そして、同じく宿題の戦略的環境アセスメントの部分ですが、配慮書手続で一部実現していますけれども、これの実質化と格上げというところはしっかり議論が必要だと思います。特に立地選定の部分に寄与できるような形です。本来であれば、空間管理計画でアセスを行えると最もよいのですが、日本の場合はそれができません。そのため、ゾーニング、空間管理、土地利用とひも付いたアセス手続を検討いただきたいと思います。
また、皆様より御指摘済みですが、図書の公開について、私も制度的措置が必要と思っています。アセス図書は行政手続のために作成された文書ですから、それに基づいて最終的には法の許認可決定が行われる。そうすると、政策判断の説明責任として国民に公開されるべきという理由もあると思います。このあたりを少し丁寧に御検討いただけるとありがたいです。
また、1点質問になります。「CCS事業法」ですが、法の検討の段階で「アセスが必要だ」という議論はなかったのでしょうかというところを伺いたく思います。非常に環境影響が大きい事業になりますし、事業が始まってからでは手遅れです。これは検討項目として少なくとも挙げておく必要があると思います。
最後に、アセスの評価項目として気候変動の適応についてはまだ何も触れられていないと認識しています。開発による災害等のリスクをどう見るか、そして設置される事業の施設の災害等へのレジリエンスをどう見るかといった点を実は議論する必要があると思っています。どのような手法で見るかといった点での整備があるため、すぐにとはならないかもしれませんが、こういうところはしっかり検討が必要と思い、一応挙げておきます。以上です。

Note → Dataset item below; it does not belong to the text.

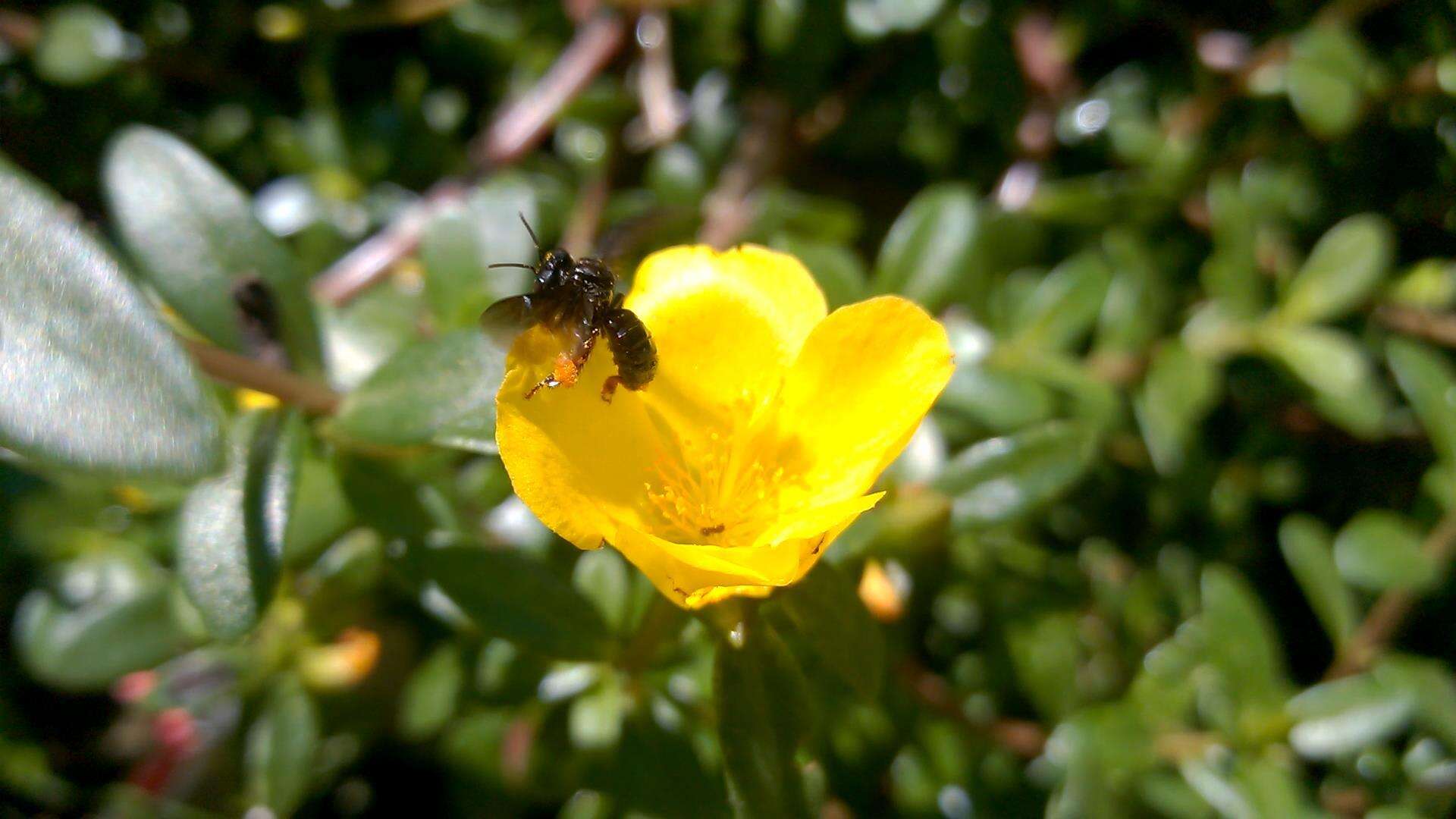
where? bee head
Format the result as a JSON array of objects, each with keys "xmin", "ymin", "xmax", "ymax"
[{"xmin": 536, "ymin": 249, "xmax": 575, "ymax": 288}]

○大塚委員長 ありがとうございます。村山委員、お願いします。
○村山委員 まず、論点3-2の戦略的影響評価ですが、事業アセスとのつながりで言えば、これまで出てきたようなゾーニングや促進区域というものが多分カテゴリーに入ってくると思います。ただ、やはり今のところ弱いのは社会的な影響、経済的な影響、環境・社会・経済という3つがうまくそろうとSEA的になってくると思います。加えて、そのあたりになってくると他の計画との関係というのも考えていく必要があると思います。各地域で環境基本計画、あるいは都市地域マスタープラン等の計画が出てきていると思うので、そういった計画との関係というのもより重要になってくると考えます。
そして、全く別の観点ですが、これまで事業アセスとの関係だけではなく、もう少し上位段階の環境配慮という意味では、様々な計画に対するアセス的な取り入れというのもあり得ると思います。例えば廃棄物処理、生物多様性保全、地球温暖化防止といったものに関する計画に対してアセス的な考え方を取り入れるということもあると考え、その点も一つ検討すべきと思います。

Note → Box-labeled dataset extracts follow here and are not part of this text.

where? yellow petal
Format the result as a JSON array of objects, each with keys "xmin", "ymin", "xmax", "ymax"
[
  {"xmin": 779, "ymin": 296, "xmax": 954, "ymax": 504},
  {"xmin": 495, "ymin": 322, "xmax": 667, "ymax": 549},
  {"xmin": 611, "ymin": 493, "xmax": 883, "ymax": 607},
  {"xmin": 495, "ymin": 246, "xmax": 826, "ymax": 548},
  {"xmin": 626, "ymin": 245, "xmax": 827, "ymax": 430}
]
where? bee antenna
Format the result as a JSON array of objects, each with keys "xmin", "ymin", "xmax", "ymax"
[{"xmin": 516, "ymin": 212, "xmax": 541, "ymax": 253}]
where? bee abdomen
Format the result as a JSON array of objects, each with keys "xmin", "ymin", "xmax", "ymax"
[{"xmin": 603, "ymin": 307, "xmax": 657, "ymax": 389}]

それから、累積的影響については個別事業からのアプローチもあります。これは先ほど事例的な評価ということをお話しいただきましたが、加えて空間的なアプローチからも考えざるを得ないとところだと思います。やはり地域の計画との連携が非常に大事で、恐らく個別事業のアセスだけではできない問題です。アセスの枠を超えた形での対応というのを考えていく必要があると感じます。
スコーピングについては、項目を増やすよりは減らすほうが難しいため、これは審査会の取りまとめ役の役割が非常に重要だと思います。仮に、制度的に報告書が公開されていけば、それが一定程度役割を果たすと考えます。

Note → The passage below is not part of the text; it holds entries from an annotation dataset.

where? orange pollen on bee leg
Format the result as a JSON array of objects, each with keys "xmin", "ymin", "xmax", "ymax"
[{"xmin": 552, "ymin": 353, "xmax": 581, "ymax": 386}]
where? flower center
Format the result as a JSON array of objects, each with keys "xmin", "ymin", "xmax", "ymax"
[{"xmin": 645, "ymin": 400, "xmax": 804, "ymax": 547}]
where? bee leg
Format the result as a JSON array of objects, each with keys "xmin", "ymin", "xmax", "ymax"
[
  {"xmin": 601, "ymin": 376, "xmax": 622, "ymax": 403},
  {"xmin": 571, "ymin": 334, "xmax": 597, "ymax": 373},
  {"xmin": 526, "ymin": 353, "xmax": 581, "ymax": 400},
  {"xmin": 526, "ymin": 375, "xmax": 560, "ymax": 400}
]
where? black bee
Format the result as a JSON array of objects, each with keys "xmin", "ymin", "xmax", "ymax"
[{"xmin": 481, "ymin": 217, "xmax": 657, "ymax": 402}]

新規事業については、CCSとともに今後恐らく「深海資源の採掘」という話も出てきて、国際学会では一つのトピックになっていますが、今後10年という長い話ではあるものの、そのあたりになってくるとEEZだけではなく、もう少し離れたところでの話も入ってくると思われます。そのあたりも動向を注視しておく必要があると考えます。
論点3-7については、今のところ「外国を含めて」と書いていただいていますが、これは欧米だけではなく、アジアの状況も調べていただく必要があります。場合によっては、アジアのほうがより進んでいることもあるため、そのあたりを調べた上で、日本で今後どうするかということもご検討いただきたいところです。
最後に、論点で挙げられていませんが、アセスメントのコミュニケーションという意味では公聴会の位置付けというのも考えておく必要があると思います。自治体では制度的に多くの自治体が導入していますが、国の制度としてどうするのか。有効性や課題について自治体の状況を見ながら検討するということもあってよいと思います。以上です。
○大塚委員長 ありがとうございます。村山委員の言われた公聴会であるとか、深海の開発というのは大事なテーマだと思いますので、是非御検討いただければありがたいです。
それでは、環境省より回答をお願いいたします。
○川越環境影響評価課長 御意見ありがとうございました。質問のあったところだけ回答をします。まず、勢一委員から「CCS事業法の検討段階でアセスが必要かどうかの議論があったか」という点ですが、国会審議の中で「アセス法でもやる必要がないのか」といった御指摘がありました。そうしたところで、環境省としても環境影響としてどのようなものが懸念されるかというのを整理した上で、環境保全にも配慮した形でCCS事業ができることから事業法自体は成立しました。別途、「環境影響評価の観点でアセス法として対応をすることが必要かどうかというのは検討する」という答弁をしてきた経緯があります。
○大塚委員長 CCS事業法の環境省の検討に関して、私が座長を行いましたので、その責任として申し上げます。検討は行われており、多分省令で対応することになると思いますが、それだけで十分だろうかということで今回出していただいているものと思います。
そのほか、よろしいでしょうか。それでは、本日予定していた議事はこれで全て終了となります。進行を事務局にお返しいたします。
○加藤環境影響審査室長 本日は、活発な御議論をいただきましてありがとうございました。本日の議事録については、事務局で案を作成し、委員の皆様に御確認いただいた後、ホームページで公表する予定としています。その確認への御協力のほどよろしくお願いいたします。
今後は、本日の御議論いただいた内容と、11月18日(月)に開催した「風力発電に係る環境影響評価制度の在り方に関する小委員会」でいただいた内容も踏まえ、12月中旬に2つの小委員会の合同会議を開催し、答申案の内容について御議論いただく予定です。詳細については、後日、改めて連絡を差し上げるようにいたします。
以上をもちまして、「第10回中央環境審議会総合政策部会環境影響評価制度小委員会」を終了いたします。皆様、御多忙の中、長時間にわたり御議論を賜りまして誠にありがとうございました。引き続きよろしくお願いいたします。